Oltre alla rilevanza della mancata comunicazione ai fini della concessione dell'errore scusabile, un più recente orientamento giurisprudenziale ha tentato di individuare quali siano le conseguenze in sé del contegno omissivo delle Pubbliche Amministrazioni che impediscono il popolamento del Registro PP.AA.

La sentenza in commento, infatti, pur riconoscendo che la mancata comunicazione non impedisce totalmente la possibilità di effettuare la notifica, riconosce altresì che vincolare l'avvocato a effettuare la notifica con modalità cartacee costituisce una lesione del diritto di difesa, in quanto costituisce un aggravio in termini materiali ed economici.

Nel fondare la propria decisione, il TAR Catania ha richiamato la recente giurisprudenza del Consiglio di Giustizia Amministrativa della Regione Sicilia, che recentemente è intervenuto sulla questione riconoscendo che la mancata comunicazione dell'indirizzo PEC può atteggiarsi ad ostacolo all'agevole esercizio degli inviolabili diritti di difesa di cui all'art. 6 CEDU (CGARS, 12 aprile 2018, n. 216).

Pertanto, secondo il TAR Sicilia, la condotta dell'Amministrazione di violare il termine di legge, in assenza di margini di discrezionalità, rende più difficoltosa la notifica e costituisce una condotta da stigmatizzare.

Osservazioni

La mancata comunicazione degli indirizzi PEC da parte delle Pubbliche Amministrazioni ha costituito un grave handicap per la fase iniziale del processo amministrativo telematico.

Infatti, stante l'ondivaga giurisprudenza sull'ammissibilità delle notifiche a indirizzi estratti da IndicePA, il mancato popolamento del registro PP.AA. ha costituito un forte disincentivo all'utilizzo di notifiche telematiche.

Ciò ha avuto non poche ripercussioni, per gli avvocati, nel dover coordinare il momento analogico della notifica cartacea con il momento telematico del deposito degli atti.

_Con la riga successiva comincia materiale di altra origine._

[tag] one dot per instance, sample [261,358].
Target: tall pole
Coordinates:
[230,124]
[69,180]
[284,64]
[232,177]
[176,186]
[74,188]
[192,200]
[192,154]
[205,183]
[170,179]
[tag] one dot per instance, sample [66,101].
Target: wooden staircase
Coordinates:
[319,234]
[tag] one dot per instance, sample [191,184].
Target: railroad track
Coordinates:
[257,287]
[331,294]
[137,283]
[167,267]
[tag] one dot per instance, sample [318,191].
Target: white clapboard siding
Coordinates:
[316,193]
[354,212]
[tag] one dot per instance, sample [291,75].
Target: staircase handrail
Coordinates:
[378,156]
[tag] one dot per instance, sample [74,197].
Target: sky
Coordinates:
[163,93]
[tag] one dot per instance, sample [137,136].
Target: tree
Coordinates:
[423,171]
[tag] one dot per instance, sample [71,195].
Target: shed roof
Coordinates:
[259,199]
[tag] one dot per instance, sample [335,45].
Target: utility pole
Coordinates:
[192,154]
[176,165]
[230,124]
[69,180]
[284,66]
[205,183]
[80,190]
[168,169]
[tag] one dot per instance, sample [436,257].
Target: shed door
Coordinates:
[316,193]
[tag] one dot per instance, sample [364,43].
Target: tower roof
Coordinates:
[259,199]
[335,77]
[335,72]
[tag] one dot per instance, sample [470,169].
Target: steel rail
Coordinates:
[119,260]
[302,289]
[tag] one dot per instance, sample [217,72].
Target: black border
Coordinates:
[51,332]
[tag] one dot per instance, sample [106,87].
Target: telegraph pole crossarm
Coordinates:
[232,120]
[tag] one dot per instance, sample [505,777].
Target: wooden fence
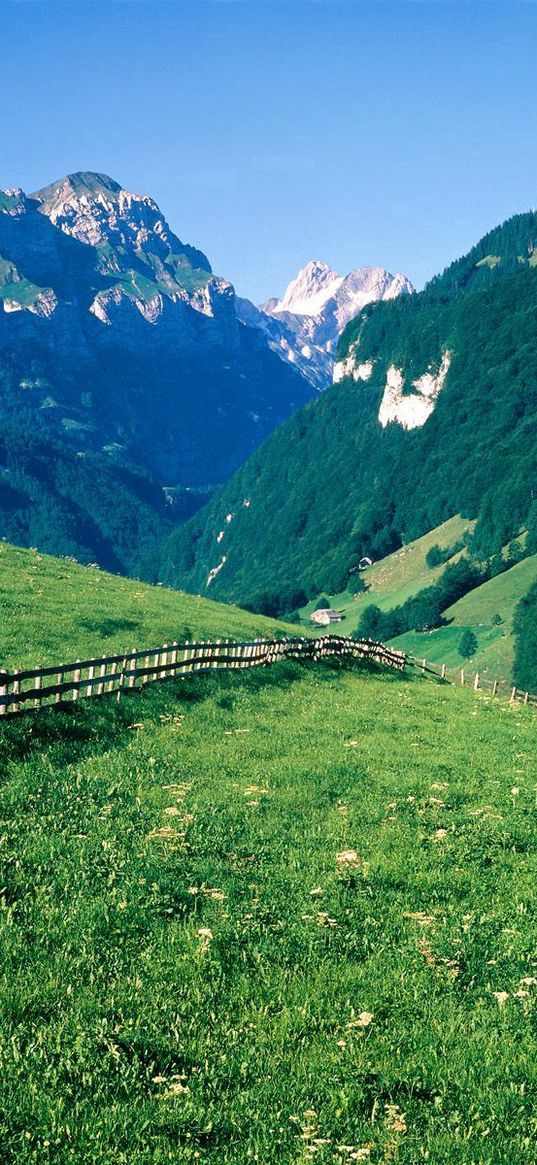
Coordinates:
[21,691]
[474,679]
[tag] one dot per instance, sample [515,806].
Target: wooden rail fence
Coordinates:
[21,691]
[474,679]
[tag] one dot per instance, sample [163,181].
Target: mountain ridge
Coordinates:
[119,344]
[304,325]
[346,477]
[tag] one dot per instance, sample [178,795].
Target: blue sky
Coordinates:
[360,132]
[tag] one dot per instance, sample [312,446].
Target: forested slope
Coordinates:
[334,484]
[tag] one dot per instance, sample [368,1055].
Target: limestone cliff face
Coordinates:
[305,324]
[108,315]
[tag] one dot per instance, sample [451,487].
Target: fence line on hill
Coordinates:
[29,689]
[473,679]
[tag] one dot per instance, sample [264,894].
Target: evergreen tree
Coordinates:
[467,644]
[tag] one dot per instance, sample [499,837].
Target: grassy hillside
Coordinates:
[393,579]
[271,918]
[53,609]
[494,657]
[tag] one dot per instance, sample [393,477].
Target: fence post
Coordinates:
[132,679]
[121,677]
[59,679]
[4,693]
[16,687]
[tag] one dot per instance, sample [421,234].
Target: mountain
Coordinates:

Un processo, quello amministrativo, ancora sospeso tra due mondi, sebbene “pensato” per essere interamente digitale, a differenza del processo civile telematico, che tuttora consente la possibilità di depositare alcune tipologie di atto in forma cartacea in casi ordinari.

Sulla base di tali considerazioni, risulta importante la chiara affermazione del TAR Sicilia: l'omissione delle Pubbliche Amministrazioni vanifica il raggiungimento degli obiettivi di digitalizzazione della giustizia, che si traduce in processi più efficienti e, si spera, più efficaci.

La notifica cartacea non equivale alla notifica telematica, in quanto determina un aggravio sia in termini materiali che economici.

La pronuncia in commento riconosce, in conclusione, che la digitalizzazione del processo non riguarda esclusivamente l'avvocato e il suo tempo, ma favorisce una reale tutela dei diritti e interessi dei soggetti difesi e persegue, in senso lato, i principi costituzionali del giusto processo.